Sempat dirawat enam hari di RSUD dr. Sutomo Surabaya, Sugeng Dwi Atmono, korban kebakaran warga Nambak, Bungkal, Ponorogo, akhirnya meninggal dunia Selasa pagi, 14 Oktober 2025, sekitar pukul 08.30 WIB. Jenazah laki-laki berusia 55 tahun itu sudah dipulangkan ke Nambak, Bungkal, Ponorogo, dan dimakamkan di TPU setempat, Rabu dini hari.

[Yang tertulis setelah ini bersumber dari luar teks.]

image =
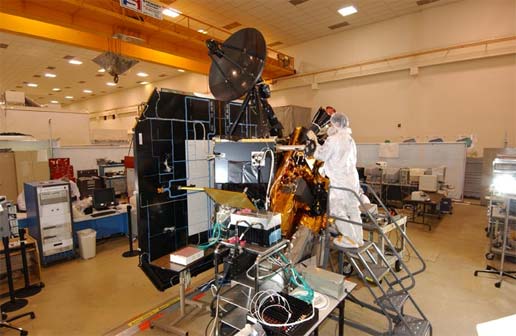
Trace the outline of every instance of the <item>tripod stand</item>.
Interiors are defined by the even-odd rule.
[[[23,265],[23,280],[25,286],[23,288],[18,289],[14,295],[18,298],[26,298],[29,296],[33,296],[41,292],[41,289],[45,287],[43,282],[38,284],[31,285],[29,280],[29,265],[27,262],[27,245],[25,244],[25,229],[19,229],[19,237],[20,237],[20,249],[21,249],[21,257],[22,257],[22,265]]]

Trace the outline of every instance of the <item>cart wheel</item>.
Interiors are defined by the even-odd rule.
[[[394,263],[394,270],[396,272],[401,271],[401,262],[399,260],[396,260],[396,262]]]
[[[493,260],[494,259],[494,253],[491,253],[491,252],[486,253],[486,259],[487,260]]]
[[[491,266],[487,265],[486,270],[488,270],[488,271],[492,270]]]
[[[495,287],[496,287],[496,288],[500,288],[500,286],[501,286],[501,285],[502,285],[502,283],[501,283],[500,281],[499,281],[499,282],[497,282],[497,283],[495,283]]]
[[[350,276],[355,271],[355,268],[351,263],[344,262],[344,265],[342,267],[342,275]]]
[[[474,276],[477,276],[478,275],[478,271],[475,271],[475,273],[473,273]]]

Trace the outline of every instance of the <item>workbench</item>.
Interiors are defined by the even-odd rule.
[[[97,231],[97,239],[107,238],[115,234],[127,234],[127,207],[120,206],[114,214],[92,217],[84,215],[73,218],[73,232],[77,241],[77,231],[93,229]],[[97,211],[93,211],[96,213]]]
[[[93,213],[96,213],[93,210]],[[27,228],[27,214],[17,213],[18,226],[20,228]],[[107,238],[115,234],[127,234],[127,206],[120,205],[117,212],[105,216],[92,217],[90,215],[83,215],[80,217],[73,217],[73,232],[74,239],[77,242],[77,231],[84,229],[93,229],[97,231],[97,239]]]
[[[442,212],[439,209],[439,205],[445,196],[435,192],[427,192],[426,194],[428,196],[421,200],[412,199],[412,196],[407,196],[403,199],[403,205],[412,205],[412,217],[410,218],[409,222],[426,225],[428,226],[429,231],[432,231],[432,223],[429,221],[425,222],[425,217],[437,216],[437,218],[441,219]],[[422,208],[421,212],[418,212],[419,207]],[[417,220],[418,213],[421,213],[421,221]]]

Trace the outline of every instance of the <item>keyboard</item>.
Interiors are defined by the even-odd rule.
[[[118,211],[116,211],[116,210],[97,211],[95,213],[92,213],[91,217],[93,217],[93,218],[102,217],[102,216],[106,216],[106,215],[116,214],[117,212]]]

Kamituwo Dukuh Nambak Tengah, Desa Nambak, Bungkal, Dina Najwa, saat dikonfirmasi membenarkan warganya tersebut akhirnya mengembuskan napas terakhir di ruang ICU RSUD dr. Sutomo Surabaya. Almarhum sempat menjalani operasi pembersihan luka, namun setelah itu dikabarkan koma hingga akhirnya meninggal. Luka bakar yang diderita cukup parah, hampir 75 persen dari wajah, badan, kaki, dan tangan.
Sebelumnya, korban sempat dirawat di RSUD dr. Harjono pasca kejadian kebakaran, namun akhirnya dirujuk. Dijelaskan, musibah kebakaran terjadi pada Rabu malam, 8 Oktober 2025, saat korban memasak air menggunakan tungku di dapur.
Entah lupa, korban meninggalkan dapur dan berada di dalam kamarnya dengan kondisi pintu terkunci. Api pertama kali diketahui oleh tetangga yang berusaha mencari korban agar keluar dari rumah. Namun, lanjut Dina, warganya itu nekat memadamkan api sendirian sebelum akhirnya pemadam kebakaran tiba di lokasi.